Yuca dishes around the world
You will find carimañolas, a popular type of yuca fritters, in Colombia and Panama.
You will find other types of yuca fritters, known as nuegados in Nicaragua and El Salvador.
Buñuelos from the Dominican Republic are traditional donuts that are often served during festive season. In some recipes, yuca fritters are dunked in sweet syrup.
Another popular food, yuca frita is popular in all Latin countries. Fried yucas are eaten with a spicy sauce called llajwa in Eastern Bolivia or as a side to hamburgers and steak, just like the regular fries in the West. Sometimes, they include cheese and choclo, a variety of large kernel corn from the Andes region.
In the Caribbean, and specially in the Solomon Islands, you will find a cassava pudding, that can be served sweet or as a side to grilled fish.
Cassava is not limited to the South American nations. It is highly used in South and Southeast Asia, as well as Africa. In India, tapioca pearls, made from cassava starch are a common ingredient. They are used in desserts like kheer, and they are obviously also used to make boba in the popular Taiwan boba tea (or bubble tea).
This tuber root seems to have a special place in the Latino community and is used extensively in cooking.

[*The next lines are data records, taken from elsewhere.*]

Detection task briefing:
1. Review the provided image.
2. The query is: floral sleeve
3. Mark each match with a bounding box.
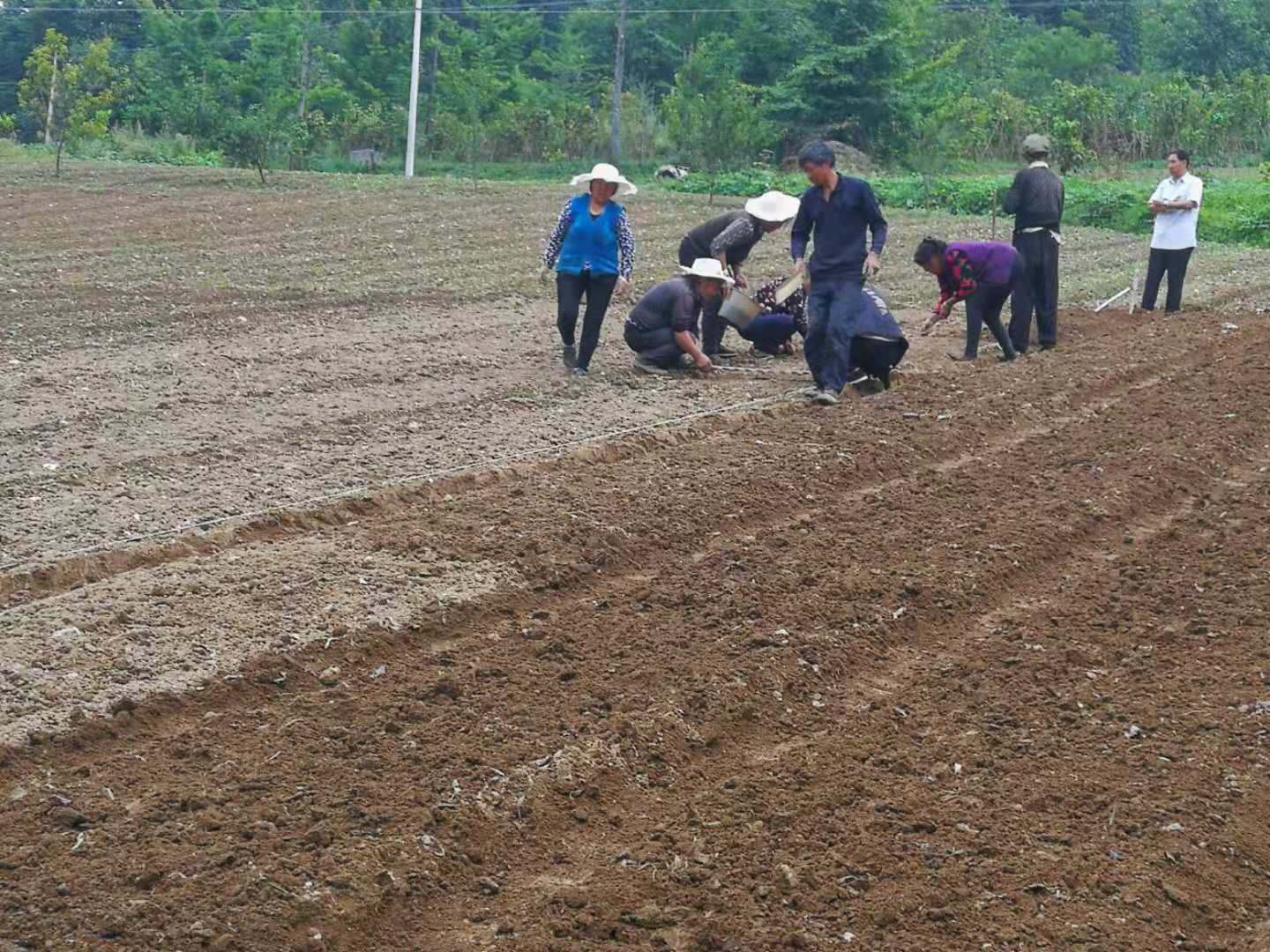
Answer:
[542,198,572,271]
[617,208,635,280]
[936,251,979,309]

This recipe is validated by our Bolivian culinary expert, Lizet Flores de Bowen. You can find Lizet on her bilingual food blog Chipa by the Dozen.
- 3 lb cassava
- 1 lb mozzarella (or similar cheese), grated
- 1 lb hard cheese (e.g. Edam or Gouda), grated
- 2 tablespoons butter
- 1½ tablespoon milk (warm)
- 1 egg , slightly beaten
Wash the cassava roots thoroughly and peel them, then cut into small cubes.
Rinse under cold water. Place the cassava in a saucepan and cover with cold water, then add salt and bring to a boil. Simmer for about 35 minutes.
Drain and purée cassava with a potato masher.
Mix the cassava and the grated cheeses and knead them by hand.
While kneading, add the butter, egg, and milk gradually. The cheeses are salty, so season lightly with salt.
Knead well until obtaining a homogeneous and slightly firm dough.
Divide the mixture in 8 to 10 balls.
Spread the balls of mashed cassava around half of each skewer, leaving a small empty space at the top of the skewer.
Place the skewers on a hot grill or griddle until the cassava is golden brown.
Once the sonsos de yuca are golden brown and hot, place them on a flat surface to let them cool slightly before eating.